July 22, 2020
League of Legends (LoL) is a multiplayer online battle arena video game developed and published by Riot Games. The game has a variety of game modes but the most popular feature is Summoner's Rift, where two teams of 5 aim to destroy the enemy team's Nexus (basically their base). League of Legends has one of the largest eSports communities where countless teams compete for millions of dollars every year. Arguably, LoL has a pretty significant learning curve where numerous factors can influence a match, but what are the most influential factors when deciding who wins a game? This project provides some framework to answer that question, but also provides some machine learning models that can be used to predict a match of League of Legends. Ultimately, a model that is able to predict the liklihood of winning mid-game while also providing suggestions on what a team needs to do to increase their chances of winning is the goal.
This is an introductory project involving the prediction of League of Legend matches. The data set has more features than that of Riot's personal API key but still not that in-depth. Future versions of this project could use DeepLeague's minimap data set which would need some kind of CNN. Regardless, this short analysis on LoL data shows potential interest for future projects and areas to drive it. The data used in this project is imported from Oracle's Elixir, but it is possible to obtain additonal data using a key for the Riot API. The personal key is easy to recieve, but doesn't have a large amount of features that are super relevant to "deep data". The Oracle data used consists of matches from the League of Legends split from January to 07/21/2020. There are over 100 features in our dataframe, where utlimately I wanted to see the probability of winning (result). One issues that is apparent is that numeric codes will needed to be added instead of strings (e.g. Champion Names). Furthermore, since I currently care about whether a team wins or loses (binary), I can use an SVM, NN, Logistic model, or anything that deals with binary output.
After looking at the dataframe, the columns that need to be given numeric codes includes the champion names which often appear in the `ban` columns and the column of the player being played. Since the champion name appears in multiple columns it might be better to using a dictionary where each champion is tagged to a code. Other columns that will be encoded include `league`, `side`, `position`, and a few others. Now the data is in ready to look at (sort of), I will create a new copy of df and remove any columns that I am not interested in or could possibly mess up ant analysis. This includes columns with player names and any urls. I will not be looking at the league (e.g. Korean, NA, European..) or the patch right now. This is something one could do a focus analysis on both league and individual patches to see how the meta differs. There are so many projects and asepects to look at, I am going to be looking at team statistics rather than individual.
Normally I like visualizing the data with the seaborn package to check out the correlations between features, this gives a general idea on what variables impact the result of a League match. However, when there is 90 something variables, a heatmap and correlation plot looks pretty messy. Instead, I can just solve for the correlation matrix and then rank the Pearson's r. The results were not too surprsing.
Looking the the fifteen most correlated variables with winning, we do not see anything too surprising.
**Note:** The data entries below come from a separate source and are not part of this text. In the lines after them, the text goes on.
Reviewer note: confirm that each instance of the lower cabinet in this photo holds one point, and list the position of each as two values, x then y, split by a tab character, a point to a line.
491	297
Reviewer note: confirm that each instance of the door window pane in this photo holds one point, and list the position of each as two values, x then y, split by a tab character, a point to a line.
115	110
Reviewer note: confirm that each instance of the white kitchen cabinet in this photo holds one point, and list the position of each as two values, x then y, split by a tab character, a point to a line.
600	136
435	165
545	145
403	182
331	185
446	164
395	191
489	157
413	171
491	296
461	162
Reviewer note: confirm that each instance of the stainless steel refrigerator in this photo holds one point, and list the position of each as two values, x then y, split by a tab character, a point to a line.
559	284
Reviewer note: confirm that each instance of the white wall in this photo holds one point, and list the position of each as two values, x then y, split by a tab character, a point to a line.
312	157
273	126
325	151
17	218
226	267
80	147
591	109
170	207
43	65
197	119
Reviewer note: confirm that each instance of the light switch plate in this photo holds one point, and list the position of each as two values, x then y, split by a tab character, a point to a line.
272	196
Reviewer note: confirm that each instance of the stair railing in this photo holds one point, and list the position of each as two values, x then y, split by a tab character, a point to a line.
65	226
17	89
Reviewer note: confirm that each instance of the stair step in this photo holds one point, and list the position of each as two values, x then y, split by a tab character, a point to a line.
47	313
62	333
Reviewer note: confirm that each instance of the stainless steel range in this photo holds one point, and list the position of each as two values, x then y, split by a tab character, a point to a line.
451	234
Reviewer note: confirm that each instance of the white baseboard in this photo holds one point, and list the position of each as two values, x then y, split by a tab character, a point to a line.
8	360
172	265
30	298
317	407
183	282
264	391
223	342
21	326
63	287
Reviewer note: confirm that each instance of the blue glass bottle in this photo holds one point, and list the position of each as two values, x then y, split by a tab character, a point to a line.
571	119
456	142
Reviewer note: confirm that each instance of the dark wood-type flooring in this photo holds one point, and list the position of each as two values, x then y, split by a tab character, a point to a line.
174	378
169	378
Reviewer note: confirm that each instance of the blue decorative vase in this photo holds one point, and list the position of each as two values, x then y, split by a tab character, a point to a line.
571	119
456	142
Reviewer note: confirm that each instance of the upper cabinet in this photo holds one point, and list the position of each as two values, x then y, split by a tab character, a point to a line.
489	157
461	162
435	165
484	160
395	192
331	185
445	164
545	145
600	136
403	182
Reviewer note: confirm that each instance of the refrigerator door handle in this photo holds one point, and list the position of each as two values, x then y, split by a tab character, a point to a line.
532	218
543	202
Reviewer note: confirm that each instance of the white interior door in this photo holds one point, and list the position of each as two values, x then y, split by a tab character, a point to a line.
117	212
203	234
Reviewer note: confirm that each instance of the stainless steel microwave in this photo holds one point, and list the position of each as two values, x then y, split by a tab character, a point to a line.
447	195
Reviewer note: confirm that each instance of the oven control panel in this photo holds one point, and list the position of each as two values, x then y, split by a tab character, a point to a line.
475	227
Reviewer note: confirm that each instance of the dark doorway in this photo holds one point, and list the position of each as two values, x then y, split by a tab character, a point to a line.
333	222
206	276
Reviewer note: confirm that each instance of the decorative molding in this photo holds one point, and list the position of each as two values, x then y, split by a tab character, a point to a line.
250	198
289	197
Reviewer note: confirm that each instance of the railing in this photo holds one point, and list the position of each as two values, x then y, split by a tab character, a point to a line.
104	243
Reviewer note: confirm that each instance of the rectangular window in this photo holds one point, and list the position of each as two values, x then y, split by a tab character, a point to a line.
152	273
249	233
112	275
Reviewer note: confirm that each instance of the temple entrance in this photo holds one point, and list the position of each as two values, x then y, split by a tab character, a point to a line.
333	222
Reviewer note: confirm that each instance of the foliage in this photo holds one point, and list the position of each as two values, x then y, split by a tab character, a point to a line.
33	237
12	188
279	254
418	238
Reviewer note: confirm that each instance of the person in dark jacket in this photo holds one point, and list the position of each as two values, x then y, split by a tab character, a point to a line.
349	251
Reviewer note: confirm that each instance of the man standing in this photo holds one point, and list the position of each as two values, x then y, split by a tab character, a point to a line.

Variables involving towers are the top two most correlated which makes sense. The more towers you destroy the easier it is to get into a team's base. However, we see that destroying the first tower, or even the first middle tower, isn't extremely correlated with winning the game (but moderately correlateed with the first three towers being the most correlated). Another not very surprising stat is that defeating dragons, drakes, and barons are highly correlated with winning the match. Makes sense, the team gains buffs and gold which can make a team strong, thus making it easier to defeat opponents. This leads into team kills and deaths being correlated with winning. Anyways, no surprise there. I can also look at the most negatively correlated variables with losing a match.
We know what is associated with winning, and it isn't shocking to see that losing is correlated with losing dragons, team fights, turrets etc.. However, we see some very small correlations with the gold and xp difference towards the middle of a game. And yes, correlation does not imply causation, but one could do statstical tests to prove there's an effect. It would be really interesting to see which dragons are actually slain, to see if teams choose to ignore certain ones. This is something DeepLeague might be able to do. Since DeepLeague offers images of the minimap, you could see which team defeats dragons first. And given that there is set rules when dragons spawn, then one could reason out which dragon was slain. Ultimately, it would be great to have a model, and import in a games actions (e.g. losing/killing cloud drake) and see the probability of the team winning, or what a team needs to do to increase there chances of winning after losing an action.
With some of the correlations in mind, I can use the seaborn package to visualize an example. In this example, I used team kills per minute versus the gold spending percent difference. It's pretty clear that the more gold you spend compared to your opponent, and the more kills you get, the better your chances are of winning. Also, 1's are a win and 0's are a loss.
With the correlations in mind, I want to create an SVM to predict if a team will win or lose in a match of LoL. Theoretically and often, I can put in numerous variables into an SVM but it become nearly impossible to find an effecient way to visualize the data. Therefore, for now, I will be using the same variables in my correlation plot above. Following machine learning standards and paramter tuning protocol, my model recieved an accuracy of just over 90% on testing data. Reminder, an outcome of 0 is a loss, and an outcome of 1 is a win. Using the parameters given from the GridSearch:
I get an rbf SVM looking like...
Well, that model turned out pretty good, and I can also use Sci-Kit's ".predict()" to input paramters and see the expected result.
Looking at the team data, I created a nueral network with four dense layers and 2 droput layers. The netowrk headTotal params: 1,323 1,323 Trainable parameters. I did not conduct any hyper-paramter tuning but recieved very high accuracies on the training, testing, and validation data.
I am also able to input parameters and see the result of said input, however, this is where I start to see limitations on the netowrk design. Using Ski-kit's and Keras packages, I have to input a value for every single feature I use in my NN, I cannot input an NaNs. What if I wanted to input mid-game data and see the chances of winning? I could input the information I do have such as kills and make everything else 0? Find the averages for matches with similar stats? Regardless, I have not found an ideal solution to this, but the average method worked a little better. A better model would to design one's own neural network that can accept NaNs (if possible). In a field worth billions, eSport's coaches are tasked with creating strategies for their teams, so what if a computer was the one to make the decision based on hundreds of variables and countless data points?